Crysania, sobresaltada, volvió al presente, a la Torre.

—Yo prepararé la infusión —dijo, ansiosa por hacer algo positivo.

Raistlin entreabrió los párpados al sentirla próxima. Inclinándose sobre sus mortecinos ojos, la dama no descubrió sino una réplica de sí misma, de aquella faz demacrada, envuelta en oscuras greñas que aún destacaban más su palidez. Sin pronunciar una palabra, el mago, exhausto, le tendió una bolsita de terciopelo antes de hacer un gesto a su hermano y arrellanarse en su asiento.

Una vez recogido el saquillo, Crysania dio media vuelta y se topó con la imponente figura de Caramon, que la observaba inmóvil, entre perplejo y entristecido, una mezcla de sentimientos que aportaba a su semblante una gravedad inusitada. Sin embargo, se limitó a darle instrucciones.

—Pon un puñado de hojas en este cuenco —le indicó—, y luego llénalo de agua.

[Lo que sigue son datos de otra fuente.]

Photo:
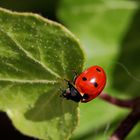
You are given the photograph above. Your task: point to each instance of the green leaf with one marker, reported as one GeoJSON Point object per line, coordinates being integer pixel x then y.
{"type": "Point", "coordinates": [36, 55]}
{"type": "Point", "coordinates": [109, 32]}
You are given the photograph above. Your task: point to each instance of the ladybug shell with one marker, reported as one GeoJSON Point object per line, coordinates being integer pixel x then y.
{"type": "Point", "coordinates": [91, 82]}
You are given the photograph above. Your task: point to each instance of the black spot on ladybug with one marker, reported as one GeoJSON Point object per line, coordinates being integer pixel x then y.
{"type": "Point", "coordinates": [84, 78]}
{"type": "Point", "coordinates": [98, 69]}
{"type": "Point", "coordinates": [85, 96]}
{"type": "Point", "coordinates": [95, 84]}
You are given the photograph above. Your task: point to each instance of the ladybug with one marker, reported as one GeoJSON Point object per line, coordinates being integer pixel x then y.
{"type": "Point", "coordinates": [86, 86]}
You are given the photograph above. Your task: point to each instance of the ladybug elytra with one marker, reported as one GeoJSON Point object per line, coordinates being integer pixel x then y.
{"type": "Point", "coordinates": [86, 86]}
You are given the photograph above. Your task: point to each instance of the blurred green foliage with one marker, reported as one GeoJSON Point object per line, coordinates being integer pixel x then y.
{"type": "Point", "coordinates": [110, 34]}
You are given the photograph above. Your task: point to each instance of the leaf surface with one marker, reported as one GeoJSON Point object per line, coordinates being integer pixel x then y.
{"type": "Point", "coordinates": [36, 55]}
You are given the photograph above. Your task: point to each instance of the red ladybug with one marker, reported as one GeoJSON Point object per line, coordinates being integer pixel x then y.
{"type": "Point", "coordinates": [88, 85]}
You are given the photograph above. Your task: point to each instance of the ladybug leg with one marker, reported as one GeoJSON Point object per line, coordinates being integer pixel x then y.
{"type": "Point", "coordinates": [75, 76]}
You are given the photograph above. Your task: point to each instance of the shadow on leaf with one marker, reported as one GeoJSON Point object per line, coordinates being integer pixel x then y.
{"type": "Point", "coordinates": [127, 71]}
{"type": "Point", "coordinates": [50, 106]}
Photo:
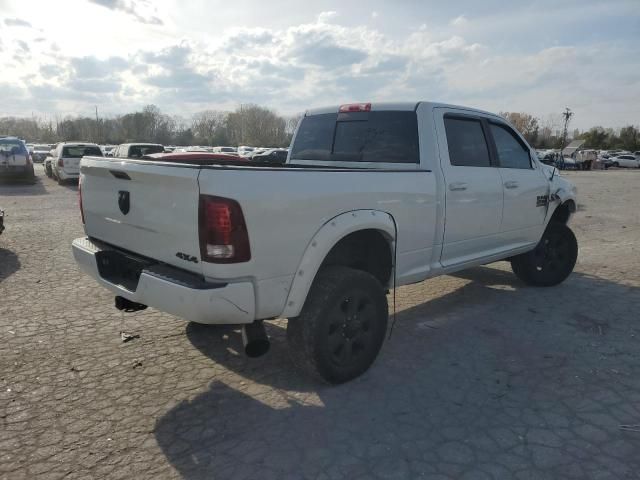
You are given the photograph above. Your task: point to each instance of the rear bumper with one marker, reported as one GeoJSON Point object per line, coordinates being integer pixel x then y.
{"type": "Point", "coordinates": [67, 175]}
{"type": "Point", "coordinates": [170, 290]}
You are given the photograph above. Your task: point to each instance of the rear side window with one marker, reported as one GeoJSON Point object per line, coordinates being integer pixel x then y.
{"type": "Point", "coordinates": [379, 137]}
{"type": "Point", "coordinates": [511, 152]}
{"type": "Point", "coordinates": [81, 151]}
{"type": "Point", "coordinates": [137, 151]}
{"type": "Point", "coordinates": [12, 147]}
{"type": "Point", "coordinates": [466, 141]}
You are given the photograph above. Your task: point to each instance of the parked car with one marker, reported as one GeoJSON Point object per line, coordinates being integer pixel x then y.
{"type": "Point", "coordinates": [40, 152]}
{"type": "Point", "coordinates": [272, 155]}
{"type": "Point", "coordinates": [15, 161]}
{"type": "Point", "coordinates": [625, 161]}
{"type": "Point", "coordinates": [65, 161]}
{"type": "Point", "coordinates": [321, 239]}
{"type": "Point", "coordinates": [137, 150]}
{"type": "Point", "coordinates": [232, 150]}
{"type": "Point", "coordinates": [47, 162]}
{"type": "Point", "coordinates": [244, 150]}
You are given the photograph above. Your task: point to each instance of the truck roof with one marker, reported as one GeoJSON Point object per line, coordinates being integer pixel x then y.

—¿Qué es esto? —preguntó ella, curiosa, mientras abría la bolsa y olfateaba los aromas amargos de las hierbas.

—Lo ignoro —respondió el guerrero, vertiendo el líquido en el receptáculo—. Raist siempre se ocupaba de seleccionar los componentes y establecer las proporciones adecuadas. No toleraba la intervención de nadie. Fue Par-Salian quien le proporcionó la receta después de la Prueba, cuando cayó enfermo. Su olor es nauseabundo y supongo que sabe todavía peor; pero actúa como un tónico. No tardará en restablecerse —le aseguró con voz áspera y cavernosa.

Crysania ofreció la humeante poción al hechicero. Éste asió el cuenco con manos trémulas y se lo llevó raudo a los labios. Tras sorber ávidamente su contenido, emitió un suspiro de alivio y volvió a acomodarse en el afelpado asiento.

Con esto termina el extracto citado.